Bei den deutschen Industriebetrieben stapeln sich die Aufträge angesichts der Produktionsengpässe so hoch wie noch nie. Von Juni 2020 bis September 2021 stieg er kontinuierlich und erreichte nunmehr den höchsten Stand seit Beginn der Erhebung im Januar 2015, wie das Statistische Bundesamt herausfand.
„Die Betriebe im Verarbeitenden Gewerbe erhielten also mehr neue Aufträge als sie abarbeiten konnten“, fassten die Statistiker die Entwicklung zusammen. „Ein wesentlicher Grund für den hohen Auftragsbestand dürften Lieferengpässe bei Vorprodukten sein.“
Deutschlands Automobilhersteller haben beispielsweise im dritten Quartal 2021 infolge von Lieferengpässen und Chipmangel deutlich weniger Fahrzeuge ins Ausland geliefert als ein Jahr zuvor. Nach Angaben des Statistischen Bundesamtes wurden im Zeitraum Juli bis September Autos im Wert von 23,1 Milliarden Euro exportiert. Das waren 17,2 Prozent weniger als im Vorjahreszeitraum, wie die Wiesbadener Behörde am Montag mitteilte. Die Pkw-Importe gingen mit minus 29,8 Prozent zum Vorjahresquartal allerdings noch stärker zurück: auf 11,2 Milliarden Euro.
Damit lagen die deutschen Auto-Exporte und -Importe im dritten Quartal des laufenden Jahres auf dem niedrigsten Wert seit dem besonders stark von coronabedingten Einschränkungen geprägten zweiten Quartal 2020.

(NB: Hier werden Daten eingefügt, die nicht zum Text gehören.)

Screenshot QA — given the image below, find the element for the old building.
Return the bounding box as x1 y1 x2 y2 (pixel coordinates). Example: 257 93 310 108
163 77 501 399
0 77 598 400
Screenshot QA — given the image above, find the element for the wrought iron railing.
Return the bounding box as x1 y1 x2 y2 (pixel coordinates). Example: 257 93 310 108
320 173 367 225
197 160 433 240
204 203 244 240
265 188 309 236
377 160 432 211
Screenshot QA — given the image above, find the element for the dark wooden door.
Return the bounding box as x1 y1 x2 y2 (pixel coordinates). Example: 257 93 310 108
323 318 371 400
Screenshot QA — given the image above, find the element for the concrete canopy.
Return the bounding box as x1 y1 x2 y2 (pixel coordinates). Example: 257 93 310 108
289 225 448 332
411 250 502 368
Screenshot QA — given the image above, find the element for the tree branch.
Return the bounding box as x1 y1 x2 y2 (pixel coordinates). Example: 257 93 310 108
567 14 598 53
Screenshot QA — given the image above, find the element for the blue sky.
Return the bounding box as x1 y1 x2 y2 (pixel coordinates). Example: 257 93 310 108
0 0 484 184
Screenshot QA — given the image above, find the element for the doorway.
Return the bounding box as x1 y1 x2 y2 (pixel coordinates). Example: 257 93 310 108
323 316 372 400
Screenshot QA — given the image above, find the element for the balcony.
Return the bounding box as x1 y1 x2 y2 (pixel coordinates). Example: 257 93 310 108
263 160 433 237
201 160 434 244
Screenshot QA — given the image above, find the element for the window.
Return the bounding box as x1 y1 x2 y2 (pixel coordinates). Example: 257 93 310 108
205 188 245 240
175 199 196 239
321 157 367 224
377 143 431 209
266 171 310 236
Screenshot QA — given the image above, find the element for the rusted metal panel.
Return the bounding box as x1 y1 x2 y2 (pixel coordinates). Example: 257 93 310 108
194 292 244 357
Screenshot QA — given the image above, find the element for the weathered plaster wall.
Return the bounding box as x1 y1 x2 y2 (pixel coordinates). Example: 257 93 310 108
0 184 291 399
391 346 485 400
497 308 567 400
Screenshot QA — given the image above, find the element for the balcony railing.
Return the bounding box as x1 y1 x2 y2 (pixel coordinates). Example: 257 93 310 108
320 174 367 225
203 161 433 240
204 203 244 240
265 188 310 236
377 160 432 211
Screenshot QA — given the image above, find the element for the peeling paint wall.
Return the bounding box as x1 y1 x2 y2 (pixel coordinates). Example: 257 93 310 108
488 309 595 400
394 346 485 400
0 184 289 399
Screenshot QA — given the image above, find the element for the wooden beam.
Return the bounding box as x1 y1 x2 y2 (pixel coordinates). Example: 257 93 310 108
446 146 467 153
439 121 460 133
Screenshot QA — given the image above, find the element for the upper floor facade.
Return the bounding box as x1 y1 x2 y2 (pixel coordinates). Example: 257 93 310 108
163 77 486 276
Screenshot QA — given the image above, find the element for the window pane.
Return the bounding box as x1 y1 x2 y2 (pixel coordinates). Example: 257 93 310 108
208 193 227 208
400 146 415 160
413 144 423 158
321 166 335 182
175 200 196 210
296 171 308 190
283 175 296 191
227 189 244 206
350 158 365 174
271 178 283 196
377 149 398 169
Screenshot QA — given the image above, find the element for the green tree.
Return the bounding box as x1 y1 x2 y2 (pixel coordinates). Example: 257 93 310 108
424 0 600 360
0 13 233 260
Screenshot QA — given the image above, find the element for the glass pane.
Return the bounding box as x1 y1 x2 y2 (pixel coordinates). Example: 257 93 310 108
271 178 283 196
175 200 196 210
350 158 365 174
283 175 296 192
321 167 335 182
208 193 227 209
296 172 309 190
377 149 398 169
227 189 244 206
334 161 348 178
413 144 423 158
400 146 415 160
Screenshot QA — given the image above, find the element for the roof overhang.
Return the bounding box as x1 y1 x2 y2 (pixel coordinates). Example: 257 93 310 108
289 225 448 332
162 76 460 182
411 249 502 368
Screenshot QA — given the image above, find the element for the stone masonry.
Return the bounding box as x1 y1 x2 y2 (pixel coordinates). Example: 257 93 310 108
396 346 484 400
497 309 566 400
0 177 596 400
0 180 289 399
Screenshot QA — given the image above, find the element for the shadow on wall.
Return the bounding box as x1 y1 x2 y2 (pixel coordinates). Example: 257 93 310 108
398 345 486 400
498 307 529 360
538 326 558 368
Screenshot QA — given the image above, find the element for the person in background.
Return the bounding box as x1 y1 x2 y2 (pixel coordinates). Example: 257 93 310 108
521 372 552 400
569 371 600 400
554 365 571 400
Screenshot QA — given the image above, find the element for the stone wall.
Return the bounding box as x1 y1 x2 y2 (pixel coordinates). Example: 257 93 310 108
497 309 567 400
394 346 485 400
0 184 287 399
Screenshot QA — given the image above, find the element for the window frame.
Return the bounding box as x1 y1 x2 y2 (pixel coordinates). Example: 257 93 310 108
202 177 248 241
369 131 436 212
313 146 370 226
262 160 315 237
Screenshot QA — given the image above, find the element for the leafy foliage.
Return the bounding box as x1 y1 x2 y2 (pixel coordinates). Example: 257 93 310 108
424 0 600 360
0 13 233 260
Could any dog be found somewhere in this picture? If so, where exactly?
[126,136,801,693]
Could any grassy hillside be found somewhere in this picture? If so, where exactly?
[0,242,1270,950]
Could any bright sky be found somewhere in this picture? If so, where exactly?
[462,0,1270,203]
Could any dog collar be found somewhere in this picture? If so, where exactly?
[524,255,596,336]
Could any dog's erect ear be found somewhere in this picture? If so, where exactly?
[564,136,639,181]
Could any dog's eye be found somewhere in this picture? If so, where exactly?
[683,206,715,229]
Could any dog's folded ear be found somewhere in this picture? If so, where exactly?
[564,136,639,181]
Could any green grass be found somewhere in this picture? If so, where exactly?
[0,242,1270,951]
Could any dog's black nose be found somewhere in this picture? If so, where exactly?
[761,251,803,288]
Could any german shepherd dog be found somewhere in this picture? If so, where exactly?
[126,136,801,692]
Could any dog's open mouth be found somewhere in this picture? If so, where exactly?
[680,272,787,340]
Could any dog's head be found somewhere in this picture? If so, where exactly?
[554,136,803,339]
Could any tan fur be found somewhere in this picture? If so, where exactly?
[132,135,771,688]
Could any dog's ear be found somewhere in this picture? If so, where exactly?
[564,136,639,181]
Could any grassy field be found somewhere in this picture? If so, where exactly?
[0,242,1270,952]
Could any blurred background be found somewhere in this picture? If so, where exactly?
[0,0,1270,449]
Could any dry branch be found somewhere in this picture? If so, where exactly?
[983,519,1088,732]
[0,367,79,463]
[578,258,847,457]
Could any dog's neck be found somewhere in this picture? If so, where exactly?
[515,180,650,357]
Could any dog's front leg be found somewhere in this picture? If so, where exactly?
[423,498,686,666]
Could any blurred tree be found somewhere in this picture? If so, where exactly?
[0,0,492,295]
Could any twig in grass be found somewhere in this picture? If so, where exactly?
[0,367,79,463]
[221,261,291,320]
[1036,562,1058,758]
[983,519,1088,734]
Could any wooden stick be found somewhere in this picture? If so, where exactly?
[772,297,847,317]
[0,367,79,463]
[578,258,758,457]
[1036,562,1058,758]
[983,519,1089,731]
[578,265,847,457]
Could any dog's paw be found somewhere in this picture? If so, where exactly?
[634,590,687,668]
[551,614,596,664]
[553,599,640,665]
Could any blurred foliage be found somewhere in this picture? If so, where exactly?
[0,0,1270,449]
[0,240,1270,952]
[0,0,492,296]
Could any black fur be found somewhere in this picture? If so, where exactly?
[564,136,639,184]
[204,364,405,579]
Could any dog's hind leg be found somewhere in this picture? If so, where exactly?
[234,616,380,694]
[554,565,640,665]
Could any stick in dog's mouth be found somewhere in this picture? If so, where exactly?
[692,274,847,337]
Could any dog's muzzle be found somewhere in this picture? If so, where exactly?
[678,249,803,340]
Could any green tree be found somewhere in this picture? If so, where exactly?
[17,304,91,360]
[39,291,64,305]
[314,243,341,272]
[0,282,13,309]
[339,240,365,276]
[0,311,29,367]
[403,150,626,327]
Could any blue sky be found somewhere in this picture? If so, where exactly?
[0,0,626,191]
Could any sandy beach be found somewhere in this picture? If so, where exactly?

Autos mit Verbrennungsmotor machten auch im Jahr 2021 den Großteil der deutschen Pkw-Exporte aus. Die Tendenz war jedoch stark rückläufig. In den drei wichtigsten Hubraumklassen für Pkw mit Verbrennungsmotoren wurden den Angaben zufolge im dritten Quartal zusammen 254.000 Autos im Wert von 8,5 Milliarden Euro ins Ausland geliefert. Das waren 44,8 Prozent weniger als ein Jahr zuvor.
Starke Zuwächse gab es dagegen zum Beispiel bei reinen Elektrofahrzeugen: Von diesen verkauften deutsche Hersteller von Juli bis einschließlich September des laufenden Jahres 69.800 im Gesamtwert von 2,9 Milliarden Euro ins Ausland. Das war ein wertmäßiger Anstieg um mehr als ein Viertel (plus 26,9 Prozent) zum Vorjahreszeitraum.
Die meisten Fahrzeuge „Made in Germany“ gingen im dritten Quartal in die USA. Weitere wichtige Absatzmärkte für deutsche Hersteller sind China und das Vereinigte Königreich.